Aber zurück zu den Gründern, die wesentlich aus Schülern, Lehrern und Studenten bestanden und den Pädagogen Georg Kirschenstein zum 1. Vorsitzenden wählten.

Die kaufen sich einen gebrauchten Gig-Vierer für 170 Mark – aus Eichenholz und vier Zentner schwer. Und sie entwerfen eine Ruder-Ordnung, in der sich das Selbstverständnis der damaligen Ruderzeit widerspiegelt.

Vorschriftsmäßige Uniformstücke sind: Weißes Trikot mit rot gestreiftem Ärmelaufschlag und Brusteinsatz, blaue kurze Hose, die bis an die Kniescheibe reicht, weißer Sweater, Rudermütze aus weißem Tuch mit dem roten Stern, schwarze Strümpfe und Ruderschuhe.

Und: Bei Landungen und für Festlichkeiten auf dem Lande wird vorgeschrieben: lange weiße Flanellhose, Sacco-Anzug aus dunkelblauem Tuch und Galamütze.

Und dann ging es an den Bau einer Bootshalle, der Geräte-Bestand erweiterte sich, ernsthaftes Training begann und Carl von Opel, Mäzen der ersten Stunde, stiftete einen Renn-Vierer, mit dem der erste Sieg des Vereins bei einer offenen Regatta in Mainz gelang.

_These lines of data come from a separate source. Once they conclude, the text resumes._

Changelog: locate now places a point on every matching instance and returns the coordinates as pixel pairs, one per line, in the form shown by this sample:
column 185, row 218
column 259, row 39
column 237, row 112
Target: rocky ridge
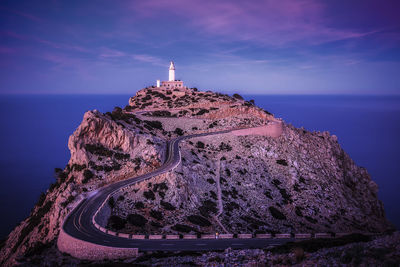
column 299, row 181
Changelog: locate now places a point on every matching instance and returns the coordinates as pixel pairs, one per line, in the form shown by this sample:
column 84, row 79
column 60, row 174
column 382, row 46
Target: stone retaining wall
column 282, row 236
column 88, row 251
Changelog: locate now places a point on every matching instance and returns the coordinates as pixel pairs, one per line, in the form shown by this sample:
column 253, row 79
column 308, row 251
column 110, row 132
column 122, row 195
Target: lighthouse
column 171, row 83
column 171, row 72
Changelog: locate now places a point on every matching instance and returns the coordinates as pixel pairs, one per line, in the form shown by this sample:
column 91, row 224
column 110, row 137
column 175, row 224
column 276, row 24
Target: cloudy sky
column 255, row 46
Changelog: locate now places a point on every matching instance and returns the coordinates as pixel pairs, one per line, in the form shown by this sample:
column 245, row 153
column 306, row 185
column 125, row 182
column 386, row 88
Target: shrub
column 298, row 212
column 282, row 162
column 155, row 224
column 211, row 181
column 111, row 202
column 116, row 222
column 78, row 167
column 121, row 156
column 267, row 193
column 202, row 112
column 37, row 249
column 161, row 113
column 178, row 131
column 33, row 221
column 149, row 195
column 208, row 207
column 286, row 197
column 69, row 200
column 41, row 199
column 154, row 124
column 200, row 144
column 237, row 96
column 276, row 213
column 224, row 146
column 314, row 245
column 167, row 205
column 311, row 220
column 156, row 214
column 139, row 205
column 198, row 220
column 161, row 186
column 136, row 220
column 99, row 150
column 87, row 174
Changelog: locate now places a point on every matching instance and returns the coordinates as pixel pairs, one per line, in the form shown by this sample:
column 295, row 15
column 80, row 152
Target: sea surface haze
column 35, row 131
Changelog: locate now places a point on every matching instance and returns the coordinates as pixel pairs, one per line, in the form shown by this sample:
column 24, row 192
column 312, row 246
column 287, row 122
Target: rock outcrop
column 253, row 182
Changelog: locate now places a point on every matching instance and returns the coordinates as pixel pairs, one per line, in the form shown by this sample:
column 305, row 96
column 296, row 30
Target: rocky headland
column 265, row 177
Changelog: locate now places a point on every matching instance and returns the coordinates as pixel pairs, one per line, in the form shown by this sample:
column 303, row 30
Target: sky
column 248, row 47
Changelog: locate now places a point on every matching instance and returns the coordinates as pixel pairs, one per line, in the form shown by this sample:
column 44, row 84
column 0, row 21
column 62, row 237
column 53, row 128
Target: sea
column 35, row 129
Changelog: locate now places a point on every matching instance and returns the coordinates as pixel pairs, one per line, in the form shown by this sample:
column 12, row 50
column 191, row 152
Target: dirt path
column 220, row 206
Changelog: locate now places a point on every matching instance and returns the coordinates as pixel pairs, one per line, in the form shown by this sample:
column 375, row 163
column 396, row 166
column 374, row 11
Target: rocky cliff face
column 297, row 182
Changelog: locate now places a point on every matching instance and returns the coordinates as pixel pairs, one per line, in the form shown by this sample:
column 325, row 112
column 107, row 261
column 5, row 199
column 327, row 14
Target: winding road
column 79, row 223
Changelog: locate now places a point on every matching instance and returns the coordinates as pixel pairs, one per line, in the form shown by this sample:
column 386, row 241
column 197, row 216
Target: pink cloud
column 111, row 53
column 149, row 59
column 7, row 50
column 23, row 14
column 267, row 22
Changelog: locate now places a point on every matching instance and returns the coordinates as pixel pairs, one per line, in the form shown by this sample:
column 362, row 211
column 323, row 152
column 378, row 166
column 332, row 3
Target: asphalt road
column 79, row 222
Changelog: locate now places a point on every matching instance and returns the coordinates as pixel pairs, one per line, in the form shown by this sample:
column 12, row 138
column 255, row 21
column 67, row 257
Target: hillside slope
column 256, row 181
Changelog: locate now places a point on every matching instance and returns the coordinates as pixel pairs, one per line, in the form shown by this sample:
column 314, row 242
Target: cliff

Aber gerade, als es im RVR richtig losgehen sollte, da stürmte Deutschland 1914 schon in den 1. Weltkrieg, verblendet, frohgemut und siegessicher.

4.000 Opeler bauten für das Heer einen Lkw mit 30 PS. Und wie gut gelaunt das Land war, zeigte sich an der Reklame der deutschen Wirtschaft.

"Asbach Uralt", so suggerierte beispielsweise die damalige Werbung, werde besonders gern auf deutschen Kriegsschiffen getrunken. Und zwar vor allem, wenn die Schlacht in vollem Gange sei.

Doch es kamen furchtbare Jahre.

Allein in den verschlammten Gräben von Verdun starben 700 000 deutsche und französische Soldaten.

In Wien gibt es im letzten Kriegsjahr pro Einwohner noch eine Zuteilung von 90 Gramm Brot pro Tag.

Als die Versorgung zusammenbrach, da liefen die Kraftfahrzeuge des deutschen Heeres wegen des Kautschukmangels fast durchweg auf Eisenreifen. 

Und als der Hunger größer wurde, da streikten Hunderttausende von Rüstungsarbeitern. Die Flotte meuterte. Das Habsburger Reich brach zusammen. Wilhelm II dankte ab. Rüsselsheim stand unter französischer Besatzung.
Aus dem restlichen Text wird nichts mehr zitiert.